Global Economic Prospects to Improve in 2015, But Divergent Trends Pose Downside Risks, Says WB
After growing by an estimated 2.6 percent in 2014, the global economy is projected to expand by 3 percent this year, 3.3 percent in 2016 and 3.2 percent in 2017 , predicts the Bank’s twice-yearly flagship. Developing countries grew by 4.4 percent in 2014 and are expected to edge up to 4.8 percent in 2015, strengthening to 5.3 and 5.4 percent in 2016 and 2017, respectively.
“In this uncertain economic environment, developing countries need to judiciously deploy their resources to support social programs with a laser-like focus on the poor and undertake structural reforms that invest in people,” said World Bank Group President Jim Yong Kim. “It’s also critical for countries to remove any unnecessary roadblocks for private sector investment. The private sector is by far the greatest source of jobs and that can lift hundreds of millions of people out of poverty.”
Underneath the fragile global recovery lie increasingly divergent trends with significant implications for global growth. Activity in the United States and the United Kingdom is gathering momentum as labor markets heal and monetary policy remains extremely accommodative. But the recovery has been sputtering in the Euro Area and Japan as legacies of the financial crisis linger. China, meanwhile, is undergoing a carefully managed slowdown with growth slowing to a still-robust 7.1 percent this year (7.4 percent in 2014), 7 percent in 2016 and 6.9 percent in 2017. And the oil price collapse will result in winners and losers.

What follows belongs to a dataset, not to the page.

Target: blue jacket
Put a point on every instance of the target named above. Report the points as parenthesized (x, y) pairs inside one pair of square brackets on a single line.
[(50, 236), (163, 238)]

Risks to the outlook remain tilted to the downside, due to four factors. First is persistently weak global trade. Second is the possibility of financial market volatility as interest rates in major economies rise on varying timelines. Third is the extent to which low oil prices strain balance sheets in oil-producing countries. Fourth is the risk of a prolonged period of stagnation or deflation in the Euro Area or Japan.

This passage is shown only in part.